AMD delivered the news Thursday as it announced financial results for the quarter. Its revenue slumped 26 percent from this time last year to $1.03 billion, and its net loss increased to $180 million, the company said.
AMD paid $334 million to buy SeaMicro, which developed a new type of high-density server aimed at large-scale cloud and Internet service providers.
The purchase was made under former CEO Rory Read, and has now been reversed by Lisa Su, who took over the CEO job last October.
AMD said the move is part of its effort to "simplify and sharpen" its investment focus. As a result, it is taking a charge of $75 million.
The chip maker needs to focus its resources on growth opportunities, and microservers like those SeaMicro developed haven't been as popular as expected, Su said on the company's earnings call.
"They have not developed at the pace we might have thought a couple of years ago," she said.
Su said AMD retains the intellectual property for SeaMicro's networking fabric, which provides a way for hundreds of small servers to operate in unison, but it's not clear how the company might use it.

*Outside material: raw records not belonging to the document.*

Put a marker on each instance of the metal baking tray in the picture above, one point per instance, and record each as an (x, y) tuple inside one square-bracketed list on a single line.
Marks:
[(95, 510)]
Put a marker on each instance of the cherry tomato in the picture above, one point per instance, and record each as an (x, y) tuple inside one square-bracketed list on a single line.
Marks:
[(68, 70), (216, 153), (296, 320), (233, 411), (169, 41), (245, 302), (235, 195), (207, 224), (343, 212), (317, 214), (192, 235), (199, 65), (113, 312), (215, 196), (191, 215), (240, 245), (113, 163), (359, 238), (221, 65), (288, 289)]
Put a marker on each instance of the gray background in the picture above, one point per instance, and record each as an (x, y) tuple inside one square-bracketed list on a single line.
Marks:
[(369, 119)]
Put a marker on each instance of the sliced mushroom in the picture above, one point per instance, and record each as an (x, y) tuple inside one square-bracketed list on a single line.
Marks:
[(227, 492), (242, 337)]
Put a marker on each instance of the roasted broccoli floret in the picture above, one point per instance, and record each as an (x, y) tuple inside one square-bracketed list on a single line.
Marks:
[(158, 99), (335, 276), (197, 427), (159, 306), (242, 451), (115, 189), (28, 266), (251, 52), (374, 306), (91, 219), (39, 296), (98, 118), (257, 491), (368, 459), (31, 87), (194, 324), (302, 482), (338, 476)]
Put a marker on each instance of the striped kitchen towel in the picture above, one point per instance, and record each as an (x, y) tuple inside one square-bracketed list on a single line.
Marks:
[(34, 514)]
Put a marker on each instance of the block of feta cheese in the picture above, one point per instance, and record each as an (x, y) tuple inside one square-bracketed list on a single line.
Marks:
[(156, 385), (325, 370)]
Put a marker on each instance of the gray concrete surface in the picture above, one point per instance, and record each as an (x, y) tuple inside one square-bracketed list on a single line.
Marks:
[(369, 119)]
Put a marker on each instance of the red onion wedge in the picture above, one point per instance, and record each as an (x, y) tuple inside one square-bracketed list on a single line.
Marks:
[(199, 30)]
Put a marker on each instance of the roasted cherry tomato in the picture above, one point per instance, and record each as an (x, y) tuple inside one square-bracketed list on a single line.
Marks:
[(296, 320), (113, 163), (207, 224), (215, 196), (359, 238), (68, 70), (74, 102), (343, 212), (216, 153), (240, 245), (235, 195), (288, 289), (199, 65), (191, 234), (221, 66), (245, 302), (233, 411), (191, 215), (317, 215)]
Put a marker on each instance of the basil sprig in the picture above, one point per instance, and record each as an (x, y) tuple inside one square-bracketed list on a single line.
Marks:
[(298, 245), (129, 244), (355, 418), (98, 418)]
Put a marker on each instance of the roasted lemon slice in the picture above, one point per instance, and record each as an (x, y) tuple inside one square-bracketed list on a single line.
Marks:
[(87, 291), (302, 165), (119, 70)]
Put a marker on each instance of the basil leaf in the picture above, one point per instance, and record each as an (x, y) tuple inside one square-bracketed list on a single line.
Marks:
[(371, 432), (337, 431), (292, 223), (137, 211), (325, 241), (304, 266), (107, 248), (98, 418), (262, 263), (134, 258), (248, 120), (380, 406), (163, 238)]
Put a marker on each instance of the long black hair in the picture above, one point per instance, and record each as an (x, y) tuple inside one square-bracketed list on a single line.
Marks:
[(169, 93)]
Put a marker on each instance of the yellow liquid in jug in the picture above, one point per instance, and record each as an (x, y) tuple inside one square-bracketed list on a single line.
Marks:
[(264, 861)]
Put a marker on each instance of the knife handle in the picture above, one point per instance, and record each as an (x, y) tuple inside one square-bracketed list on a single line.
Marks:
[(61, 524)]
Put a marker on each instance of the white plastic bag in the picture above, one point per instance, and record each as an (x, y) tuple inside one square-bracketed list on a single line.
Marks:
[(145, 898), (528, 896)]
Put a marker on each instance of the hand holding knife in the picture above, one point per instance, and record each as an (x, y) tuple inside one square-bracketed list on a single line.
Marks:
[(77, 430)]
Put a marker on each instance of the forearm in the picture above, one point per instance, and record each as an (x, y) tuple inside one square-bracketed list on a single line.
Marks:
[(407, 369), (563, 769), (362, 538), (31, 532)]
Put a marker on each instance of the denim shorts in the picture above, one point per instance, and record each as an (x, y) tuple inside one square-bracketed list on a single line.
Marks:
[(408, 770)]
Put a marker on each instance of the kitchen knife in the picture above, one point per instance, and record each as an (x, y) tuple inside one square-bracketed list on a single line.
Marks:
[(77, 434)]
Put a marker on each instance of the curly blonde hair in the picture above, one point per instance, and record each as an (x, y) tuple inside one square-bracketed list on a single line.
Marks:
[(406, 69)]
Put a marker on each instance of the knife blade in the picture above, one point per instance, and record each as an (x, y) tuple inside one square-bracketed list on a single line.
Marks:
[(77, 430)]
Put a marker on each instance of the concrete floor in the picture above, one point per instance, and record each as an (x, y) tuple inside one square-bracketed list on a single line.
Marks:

AMD still sees growth potential in the server market, but not from selling complete systems. It's returned its focus to x86 chips and to the development of its first ARM server processor, code-named Seattle.
That chip seems to be delayed, however. Volume shipments will start in the second half of this year, Su said. AMD had previously targeted the launch for 2014.
It's also unclear how big the market for ARM-based servers will be. They promise greater energy efficiency than x86 servers do for some workloads, but they require some big changes in data centers, including developing and maintaining new software.
The news sent AMD's stock down 9% in after-hours trading, to $2.61.
AMD executives were expected to discuss the decision in a conference call Thursday afternoon.